I don't have pretty graphs and charts, but here are my observations ...

The low level API (the Restlet class and friends) is not materially
different from low level code written for Servlet.  When I looked at
this long ago (Restlet 1.0), I could not tell any externally
detectable performance difference between a Hello World Restlet and a
Hello World Servlet running on the same machine under the same Tomcat
6 instance.  I also tested a non-trivial WebDAV Servlet vs. a Restlet
port and did not observe any performance difference.
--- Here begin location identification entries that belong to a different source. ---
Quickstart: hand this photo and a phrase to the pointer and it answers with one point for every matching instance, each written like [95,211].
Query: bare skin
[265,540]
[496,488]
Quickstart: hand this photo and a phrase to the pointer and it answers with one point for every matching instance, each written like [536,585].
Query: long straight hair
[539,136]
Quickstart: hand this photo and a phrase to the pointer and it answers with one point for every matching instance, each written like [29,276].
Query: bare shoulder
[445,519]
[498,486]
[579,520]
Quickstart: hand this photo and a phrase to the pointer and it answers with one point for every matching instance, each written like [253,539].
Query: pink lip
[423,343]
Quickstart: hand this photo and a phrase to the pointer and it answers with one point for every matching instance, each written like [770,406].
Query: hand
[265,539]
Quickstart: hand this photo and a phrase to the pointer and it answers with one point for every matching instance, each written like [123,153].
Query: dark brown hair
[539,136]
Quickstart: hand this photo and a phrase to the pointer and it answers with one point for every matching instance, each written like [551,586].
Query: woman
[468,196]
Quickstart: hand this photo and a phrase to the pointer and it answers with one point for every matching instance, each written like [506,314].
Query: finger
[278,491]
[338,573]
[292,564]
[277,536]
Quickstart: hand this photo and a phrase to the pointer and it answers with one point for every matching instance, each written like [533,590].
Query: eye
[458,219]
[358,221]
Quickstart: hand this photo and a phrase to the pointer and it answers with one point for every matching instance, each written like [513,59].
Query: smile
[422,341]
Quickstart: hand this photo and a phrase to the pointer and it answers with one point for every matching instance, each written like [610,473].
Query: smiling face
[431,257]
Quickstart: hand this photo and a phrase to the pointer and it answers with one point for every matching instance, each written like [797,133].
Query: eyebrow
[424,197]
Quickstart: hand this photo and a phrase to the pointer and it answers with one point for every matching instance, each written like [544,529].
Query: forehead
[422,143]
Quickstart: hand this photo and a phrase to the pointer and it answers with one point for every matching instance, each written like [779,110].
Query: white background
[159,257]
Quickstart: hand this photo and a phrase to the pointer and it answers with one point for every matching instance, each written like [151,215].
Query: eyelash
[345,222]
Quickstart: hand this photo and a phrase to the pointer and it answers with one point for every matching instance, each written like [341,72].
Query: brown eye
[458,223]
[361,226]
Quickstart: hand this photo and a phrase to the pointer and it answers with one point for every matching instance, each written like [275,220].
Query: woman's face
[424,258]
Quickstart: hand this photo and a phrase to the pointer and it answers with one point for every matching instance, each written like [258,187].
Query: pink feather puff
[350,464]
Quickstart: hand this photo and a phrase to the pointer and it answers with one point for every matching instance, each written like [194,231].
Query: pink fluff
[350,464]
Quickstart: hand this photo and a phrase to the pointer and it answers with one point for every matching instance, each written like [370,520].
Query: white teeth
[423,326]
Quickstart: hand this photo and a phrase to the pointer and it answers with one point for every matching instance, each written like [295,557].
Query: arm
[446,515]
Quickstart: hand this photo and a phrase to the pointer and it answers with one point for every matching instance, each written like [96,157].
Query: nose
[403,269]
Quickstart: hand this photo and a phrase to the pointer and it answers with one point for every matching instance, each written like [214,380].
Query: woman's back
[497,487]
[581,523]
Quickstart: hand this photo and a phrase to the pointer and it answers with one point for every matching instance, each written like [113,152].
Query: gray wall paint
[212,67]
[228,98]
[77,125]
Now for the interesting part.  When I optimized the Restlet WebDAV
version to use the high level Resource API and less hand written
stuff, the performance *increased* a tiny fraction -- 3% or so in
requests served per second.  And from a user perspective, the
performance increased *much* more, because it now properly handled
conditional GETs and other operations that my original code did not
(and the JMeter based test harness did not test).  This made people
using the WebDAV layer feel a lot better liveness in their requests
and snappier performance in Explorer or Finder.

This general observation has borne out as we've moved apps to Restlet.
 The app doesn't slow down any if we just glue our old code under
Restlet ... and the application performs drastically better when we
use Restlet well.

On Fri, Mar 20, 2009 at 12:27 PM, David Fogel <[email protected]> wrote:
> One of our questions in choosing to build our technology stack on top
> of Restlet is that we're not sure what the additional overhead is,
> given that Restlet adds some layers on top of, for instance, Jetty or
> Simple.  To put it another way: what is the price in performance that
> we need to pay for a better more RESTful API?